How many grams of oxygen can be produced from 165 grams of Na3PO4?
In what reaction?
To determine how many grams of oxygen can be produced from 165 grams of Na3PO4, we need to utilize the stoichiometry of the balanced equation for the reaction.
First, we need to write down the balanced equation for the reaction in which Na3PO4 is decomposed into its constituent elements:
2Na3PO4 → 6Na + P2O5 + 5O2
From the equation, we can see that for every 2 moles of Na3PO4, we get 5 moles of oxygen.

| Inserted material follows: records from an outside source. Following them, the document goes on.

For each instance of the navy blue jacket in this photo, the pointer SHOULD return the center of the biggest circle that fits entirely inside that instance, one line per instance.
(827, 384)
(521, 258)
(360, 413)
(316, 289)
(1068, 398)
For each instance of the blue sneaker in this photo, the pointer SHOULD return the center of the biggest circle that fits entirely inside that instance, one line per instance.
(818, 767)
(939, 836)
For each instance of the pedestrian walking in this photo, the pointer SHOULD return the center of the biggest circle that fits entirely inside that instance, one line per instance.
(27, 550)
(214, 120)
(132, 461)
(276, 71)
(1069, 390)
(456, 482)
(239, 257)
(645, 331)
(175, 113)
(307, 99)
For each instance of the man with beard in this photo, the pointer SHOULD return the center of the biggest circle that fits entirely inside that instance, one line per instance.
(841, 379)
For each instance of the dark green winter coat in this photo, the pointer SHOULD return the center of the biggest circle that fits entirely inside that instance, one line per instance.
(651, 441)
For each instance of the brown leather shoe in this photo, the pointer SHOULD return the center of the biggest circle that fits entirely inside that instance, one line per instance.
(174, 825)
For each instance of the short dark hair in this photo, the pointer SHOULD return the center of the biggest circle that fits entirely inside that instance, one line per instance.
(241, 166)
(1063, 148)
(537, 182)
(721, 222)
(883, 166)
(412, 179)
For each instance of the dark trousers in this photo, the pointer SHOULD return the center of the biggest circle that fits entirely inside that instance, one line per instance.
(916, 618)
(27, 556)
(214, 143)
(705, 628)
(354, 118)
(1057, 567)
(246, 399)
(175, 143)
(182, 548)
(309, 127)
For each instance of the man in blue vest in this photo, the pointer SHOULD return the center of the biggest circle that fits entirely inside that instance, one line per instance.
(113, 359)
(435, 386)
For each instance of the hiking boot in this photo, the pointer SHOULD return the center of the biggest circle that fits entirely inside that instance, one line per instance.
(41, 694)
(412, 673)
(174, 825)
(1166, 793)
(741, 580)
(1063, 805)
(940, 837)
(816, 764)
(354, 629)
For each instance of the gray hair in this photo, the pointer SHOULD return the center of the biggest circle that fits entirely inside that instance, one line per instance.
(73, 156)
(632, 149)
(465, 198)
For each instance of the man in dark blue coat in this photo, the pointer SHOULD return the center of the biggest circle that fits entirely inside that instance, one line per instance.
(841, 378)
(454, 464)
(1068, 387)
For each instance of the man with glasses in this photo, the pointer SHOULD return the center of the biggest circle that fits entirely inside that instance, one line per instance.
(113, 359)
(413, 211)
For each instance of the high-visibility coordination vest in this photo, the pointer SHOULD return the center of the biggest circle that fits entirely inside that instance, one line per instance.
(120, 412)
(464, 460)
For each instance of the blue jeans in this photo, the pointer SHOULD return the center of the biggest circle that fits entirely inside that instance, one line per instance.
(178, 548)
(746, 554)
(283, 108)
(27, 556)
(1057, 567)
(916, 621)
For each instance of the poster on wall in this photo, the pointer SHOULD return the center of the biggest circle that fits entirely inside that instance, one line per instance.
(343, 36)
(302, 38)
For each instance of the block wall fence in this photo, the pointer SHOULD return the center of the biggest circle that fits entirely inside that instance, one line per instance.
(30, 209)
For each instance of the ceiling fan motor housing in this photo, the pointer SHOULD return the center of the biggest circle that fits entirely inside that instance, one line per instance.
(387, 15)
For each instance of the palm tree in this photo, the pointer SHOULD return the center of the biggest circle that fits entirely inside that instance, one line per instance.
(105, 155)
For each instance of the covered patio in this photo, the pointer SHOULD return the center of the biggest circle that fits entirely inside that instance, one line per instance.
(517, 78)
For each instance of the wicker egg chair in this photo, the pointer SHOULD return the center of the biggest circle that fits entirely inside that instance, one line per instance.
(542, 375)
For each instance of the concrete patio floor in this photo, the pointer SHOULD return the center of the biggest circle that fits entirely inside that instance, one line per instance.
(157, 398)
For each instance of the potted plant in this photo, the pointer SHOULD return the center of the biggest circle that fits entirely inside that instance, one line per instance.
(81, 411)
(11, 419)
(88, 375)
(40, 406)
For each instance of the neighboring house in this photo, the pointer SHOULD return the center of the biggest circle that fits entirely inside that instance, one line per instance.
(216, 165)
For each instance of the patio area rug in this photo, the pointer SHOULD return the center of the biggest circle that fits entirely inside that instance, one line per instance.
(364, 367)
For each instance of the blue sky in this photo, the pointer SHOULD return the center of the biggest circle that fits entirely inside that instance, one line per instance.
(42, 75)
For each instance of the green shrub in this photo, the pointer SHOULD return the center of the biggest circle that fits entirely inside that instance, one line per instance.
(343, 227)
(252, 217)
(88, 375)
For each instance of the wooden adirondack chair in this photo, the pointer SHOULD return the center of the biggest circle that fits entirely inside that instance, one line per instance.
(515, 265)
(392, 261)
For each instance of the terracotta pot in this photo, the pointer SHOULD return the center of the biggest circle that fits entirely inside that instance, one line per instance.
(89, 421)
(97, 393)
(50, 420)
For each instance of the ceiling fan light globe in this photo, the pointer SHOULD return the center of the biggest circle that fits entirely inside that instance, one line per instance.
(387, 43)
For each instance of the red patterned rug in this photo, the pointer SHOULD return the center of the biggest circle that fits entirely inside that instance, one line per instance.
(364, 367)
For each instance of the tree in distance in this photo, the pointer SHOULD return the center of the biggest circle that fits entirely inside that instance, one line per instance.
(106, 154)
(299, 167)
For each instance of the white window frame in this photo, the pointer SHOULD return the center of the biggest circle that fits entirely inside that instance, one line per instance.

Now, we need to convert the given mass of Na3PO4 (165 grams) into moles. We can do this by using the molar mass of Na3PO4, which is calculated by adding up the atomic masses of Na (sodium), P (phosphorus), and O (oxygen).
The atomic masses are:
Na = 22.99 g/mol
P = 30.97 g/mol
O = 16.00 g/mol
So, the molar mass of Na3PO4 is:
3(22.99) + 30.97 + 4(16.00) = 163.94 g/mol
Now, we can calculate the number of moles of Na3PO4 by dividing the given mass by its molar mass:
165 g / 163.94 g/mol = 1.005 mol
Using the stoichiometry from the balanced equation, we know that 2 moles of Na3PO4 yield 5 moles of oxygen. Therefore, we can set up a proportion to find the number of moles of oxygen produced from 1.005 mol of Na3PO4:
2 mol Na3PO4 / 5 mol O2 = 1.005 mol Na3PO4 / x mol O2
Cross-multiplying, we get:
2x = 5 * 1.005
2x = 5.025
x = 2.5125
Thus, 1.005 mol of Na3PO4 would produce approximately 2.5125 mol of oxygen.
Finally, to convert the moles of oxygen to grams, we use the molar mass of oxygen (O):
Molar mass of O = 16.00 g/mol
So, the mass of oxygen produced from 165 grams of Na3PO4 would be:
2.5125 mol * 16.00 g/mol = 40.20 grams
Therefore, approximately 40.20 grams of oxygen can be produced from 165 grams of Na3PO4.